Another look at Mastodon

On the social media side, Twitter’s recent hijinks, plus the suggestions of a few people I follow on Twitter, have made me decide to open a new Mastodon account. For now, it’s just a secondary account, just in case the worst (read: Elon Musk) happens for Twitter. I’m mostly just using it to post links to new blog posts.

If anyone’s interested in following me, here’s my Mastodon account: https://mastodon.social/@dtgeek

Image by Werner Moser from Pixabay

4 thoughts on “Blog status update (April 2022): The blog switches to ClassicPress (again)

  1. ClassicPress sounds like a pretty decent alternative if WordPress goes too far in the quest to make its CMS more like an easy website builder.

    We started our blog in 2008 and we originally ran on Movable Type until they did away with free licenses. In 2013 we switched to WordPress and it has been largely great. Since the swap to Gutenberg we’ve been running the Disable Gutenberg plugin for years. Hopefully the open source nature of WordPress means that there will be continued support for plugins that make life easier as a blogger. If not, it’s good to know that WP forks exist.

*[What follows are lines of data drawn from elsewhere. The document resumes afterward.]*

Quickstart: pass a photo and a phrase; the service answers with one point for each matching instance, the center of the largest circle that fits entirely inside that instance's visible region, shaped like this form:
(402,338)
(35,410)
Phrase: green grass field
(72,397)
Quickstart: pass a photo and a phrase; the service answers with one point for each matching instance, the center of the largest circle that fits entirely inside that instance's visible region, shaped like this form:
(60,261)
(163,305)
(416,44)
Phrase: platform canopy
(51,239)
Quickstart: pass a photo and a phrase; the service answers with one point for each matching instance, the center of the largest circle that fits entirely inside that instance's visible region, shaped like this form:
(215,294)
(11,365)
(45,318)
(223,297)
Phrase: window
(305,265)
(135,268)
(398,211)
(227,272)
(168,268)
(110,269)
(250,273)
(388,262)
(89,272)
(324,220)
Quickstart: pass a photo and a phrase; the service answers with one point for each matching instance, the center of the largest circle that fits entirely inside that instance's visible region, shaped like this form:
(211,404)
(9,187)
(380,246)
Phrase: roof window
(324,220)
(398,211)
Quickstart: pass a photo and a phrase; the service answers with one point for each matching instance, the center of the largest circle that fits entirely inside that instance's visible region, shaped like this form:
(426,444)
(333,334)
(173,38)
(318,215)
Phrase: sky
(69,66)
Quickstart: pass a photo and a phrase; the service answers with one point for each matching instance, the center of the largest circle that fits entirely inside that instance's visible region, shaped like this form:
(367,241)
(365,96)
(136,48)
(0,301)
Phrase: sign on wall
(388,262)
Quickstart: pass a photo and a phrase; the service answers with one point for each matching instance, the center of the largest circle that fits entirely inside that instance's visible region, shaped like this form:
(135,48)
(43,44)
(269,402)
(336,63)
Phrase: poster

    1. I’m assuming someone will keep making third party plugins to disable Gutenberg aspects, even after the official Automattic plugins are dropped. Still, I didn’t want to take the chance/deal with plugins, so switched to ClassicPress. Hopefully, it’ll be OK in the long run; if not, expect another “Anthony switches the blog to (something)” post…

  2. ANTHONY

    I stumbled over your site here and wanted to ask you a couple of questions.

    But first—I have current WordPress (6.0) with Advanced Editor Tools plugin with Replace the Block Editor with the Classic Editor activated. About once every six months I switch to Gutenberg to see if I have any use for it yet but find I prefer the classic editor version.

    I have considered switching to ClassiicPress but keep putting it off.

    The latest WPTavern newsletter featured the article “ClassicPress On the Rocks: Directors Resign, New Leadership Installed.” So, my questions:

    • Will this affect your decision about using ClassicPress?

    • Does it look like ClassicPress will stick around?

    Keep on keepin’ on!

    NEAL

    1. I wasn’t aware it was going through leadership or funding issues until now. That said, I hope everything turns out OK. For now, no plans to switch away from ClassicPress. As for ClassicPress’ future, I don’t know, but certainly hope it does; alternatives to WordPress besides just Ghost/static site generators/Tumblr are needed.